By physically grouping Web servers together, it is possible to optimize their operations. When you group a bunch of web servers together, you can maximize the flow of network resources to that group which needs it most, ensuring that it will be used efficiently. No point sending precious resources to servers that don't need it. Similarly, a group of database servers can share the valuable hard disk space that they all need. For example we can use an Internap FCP network to optimize all the web servers. This arrangement also makes it easier to add more servers to the tier when necessary as all the major infrastructure is already in place.
Also, different groups of servers can share different goals. Web servers for example have the goal of scalability, whereas Database servers have the goal of high availability. By grouping servers having similar goals together, management of the servers becomes easier.
[edit] Specific Tiered Solutions to implement web load balancing
In this section, we examine the various ways to implement tiered hosting and give solutions for single tiered, two tiered, three tiered, and four tiered architectures.
[edit] Single Tiered solution
Most business start out with just one server when hosting applications over the Internet. One big server which runs the web server, the database server, the mail server and the file server.
This approach is very easy to implement and is very efficient for small business that don't require many guarantees like high availability. Also, a little downtime is acceptable.
[edit] Two Tiered Solution
This typically involves separating the database server from the other servers. This happens because the database server is typically used by more than just one application. In addition, most if not all applications use the database server. The separation of the database server yields two benefits:
1. It allows scalability. The database server can be easily extended and more resources added if necessary if it is a separate server
2. If the non-database server crashes, other applications can continue using the database server thereby not getting interrupted.
3. Since the database usually hosts very sensitive data, it can be made more secure by not keeping it within one step of the public Internet.
In a standard web setup, we now have a web server (which also hosts the email server, file server and the application server) and the database sitting below that. A typical two-tiered solution.

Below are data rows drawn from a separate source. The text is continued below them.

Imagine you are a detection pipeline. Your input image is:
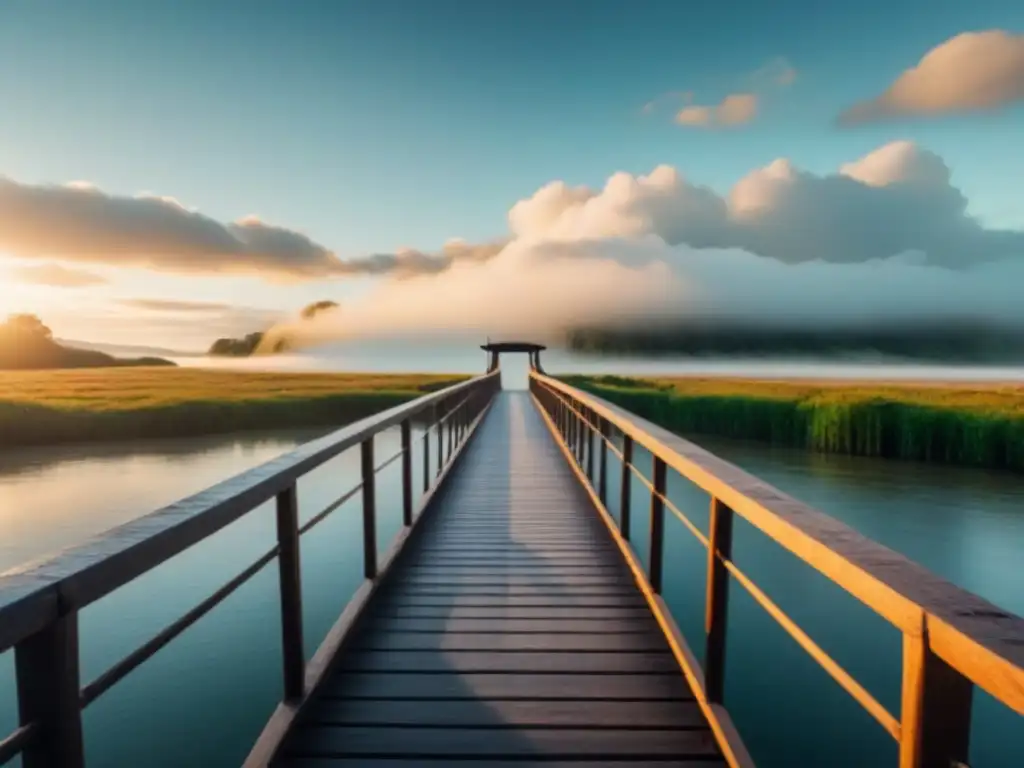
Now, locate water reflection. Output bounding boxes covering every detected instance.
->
[0,430,1024,768]
[0,429,436,768]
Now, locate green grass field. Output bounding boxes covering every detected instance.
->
[565,376,1024,470]
[0,368,466,449]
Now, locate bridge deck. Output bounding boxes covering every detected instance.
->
[278,392,723,768]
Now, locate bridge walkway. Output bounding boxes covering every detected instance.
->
[275,392,724,768]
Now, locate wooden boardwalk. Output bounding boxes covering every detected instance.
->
[275,392,724,768]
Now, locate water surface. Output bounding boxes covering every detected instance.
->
[0,423,1024,768]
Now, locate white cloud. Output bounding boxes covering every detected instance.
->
[262,142,1024,348]
[10,261,108,288]
[0,177,497,282]
[839,30,1024,125]
[676,93,758,128]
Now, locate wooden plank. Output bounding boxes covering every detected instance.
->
[276,395,722,768]
[274,757,725,768]
[536,376,1024,713]
[280,726,717,760]
[373,603,653,626]
[404,558,629,579]
[339,650,679,675]
[0,370,495,630]
[322,672,693,701]
[354,631,665,653]
[14,611,85,768]
[378,593,644,610]
[371,611,657,635]
[303,698,708,729]
[393,571,636,591]
[390,582,635,601]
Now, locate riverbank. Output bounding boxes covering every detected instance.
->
[0,368,465,450]
[563,376,1024,471]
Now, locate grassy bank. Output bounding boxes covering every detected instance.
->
[0,368,465,450]
[564,376,1024,471]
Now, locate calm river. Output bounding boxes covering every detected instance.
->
[0,370,1024,768]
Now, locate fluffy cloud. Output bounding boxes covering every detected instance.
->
[0,177,496,281]
[270,142,1024,342]
[839,30,1024,125]
[676,93,758,128]
[118,299,238,314]
[10,262,108,288]
[501,141,1024,266]
[659,56,797,128]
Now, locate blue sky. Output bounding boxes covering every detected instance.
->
[0,0,1024,348]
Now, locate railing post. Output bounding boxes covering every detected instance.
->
[401,419,413,527]
[14,611,85,768]
[434,411,444,477]
[705,499,733,703]
[278,485,306,701]
[423,424,430,494]
[647,456,666,593]
[572,403,583,469]
[359,435,377,579]
[586,409,595,485]
[618,433,633,541]
[899,615,974,768]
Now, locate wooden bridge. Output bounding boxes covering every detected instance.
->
[0,344,1024,768]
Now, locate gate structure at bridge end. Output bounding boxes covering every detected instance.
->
[480,341,547,374]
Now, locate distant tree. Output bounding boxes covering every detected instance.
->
[299,299,338,319]
[4,314,53,341]
[209,333,263,357]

[edit] Three Tiered Solution
In a three tiered solution the web server is generally separated from the application server, thereby improving performance. Because of this distinction, one can change any aspect of the either tier without it affecting the other. This provides additional flexibility and scalability to the entire system.
[edit] n-Tiered solution
The basic principles can be extended to group together any set of servers that perform a distinct task and therefore have similar resource utilization profiles. For example, you can have a separate set of email servers or a separate set file servers depending on your needs. You can even have a layer dedicated for security such as a firewall or a dedicated DDoS system
[edit] Summary of Web Load Balancing and Scalability
To summarize, the basic purpose of implementing scalability in web based system is to ensure that you can gracefully increase performance by adding new components. Through web load balancing, this is possible by utilizing a various set of tiers that have been explained in this article. We hope you found it useful.